Audio Input → VAD Segmentation → ASR Model → Speaker ID → Events
     ↓              ↓                ↓           ↓          ↓
  16kHz PCM    Speech/Silence   Tokens→Text  Embeddings  Listeners

Stage 1: Audio Preprocessing

Input Format

The transcriber accepts audio in any format through add_audio():
transcriber.add_audio(
    audio_data,    # List[float] or array of PCM samples
    sample_rate    # int, e.g., 44100, 16000, 48000
)
Internal conversion:
  • Sample rate → Resampled to 16kHz
  • Channels → Converted to mono
  • Format → Normalized to float32 range [-1.0, 1.0]
The library uses 16kHz internally. To avoid resampling overhead, capture audio at 16kHz when possible.

Buffering Strategy

From python/src/moonshine_voice/transcriber.py:359-374:
def add_audio(self, audio_data: List[float], sample_rate: int = 16000):
    """Add audio data to the stream."""
    audio_array = (ctypes.c_float * len(audio_data))(*audio_data)
    error = self._lib.moonshine_transcribe_add_audio_to_stream(
        self._transcriber._handle,
        self._handle,
        audio_array,
        len(audio_data),
        sample_rate,
        0,
    )
    check_error(error)
    self._stream_time += len(audio_data) / sample_rate
    if self._stream_time - self._last_update_time >= self._update_interval:
        self.update_transcription(0)
        self._last_update_time = self._stream_time
Audio is buffered internally and automatically triggers transcription updates at the update_interval (default 0.5 seconds).

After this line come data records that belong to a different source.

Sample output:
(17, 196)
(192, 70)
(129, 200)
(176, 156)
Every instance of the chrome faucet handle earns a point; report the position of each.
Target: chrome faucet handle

Stage 2: Voice Activity Detection

The Silero VAD model detects speech and segments audio into phrases.

VAD Configuration

From README.md lines 669-676, these options control VAD behavior:
transcriber = Transcriber(
    model_path=model_path,
    model_arch=ModelArch.BASE,
    options={
        "vad_threshold": "0.5",          # Sensitivity (0.0-1.0)
        "vad_window_duration": "0.5",    # Averaging window in seconds
        "vad_look_behind_sample_count": "8192",  # Samples to prepend
        "vad_max_segment_duration": "15.0",     # Max line length
    }
)

How VAD Works

From core/silero-vad.h:22-89:
  1. Frame Processing: VAD runs on 32ms frames (512 samples at 16kHz)
  2. Context Addition: 64 samples of context from previous chunk for continuity
  3. Probability Output: Returns probability [0.0-1.0] that frame contains speech
  4. Averaging: Results averaged over vad_window_duration for stability
  5. Thresholding: When average exceeds vad_threshold, speech detected
Lower vad_threshold (e.g., 0.3) creates longer segments with more background noise. Higher values (e.g., 0.7) break speech into smaller chunks but risk clipping words.

Speech Padding

To avoid cutting off speech starts/ends:
  • Look-behind: 8192 samples (512ms) prepended when speech detected
  • Speech pad: 30ms padding added around detected speech
  • Min silence: 100ms silence required to end segment
  • Min speech: 250ms minimum segment duration

Segment Duration Management

From README.md:675:
vad_max_segment_duration: Sets the longest duration a line can be before it’s marked as complete. Default is 15 seconds. The vad_threshold is linearly decreased from 2/3 of max duration to force finding a break.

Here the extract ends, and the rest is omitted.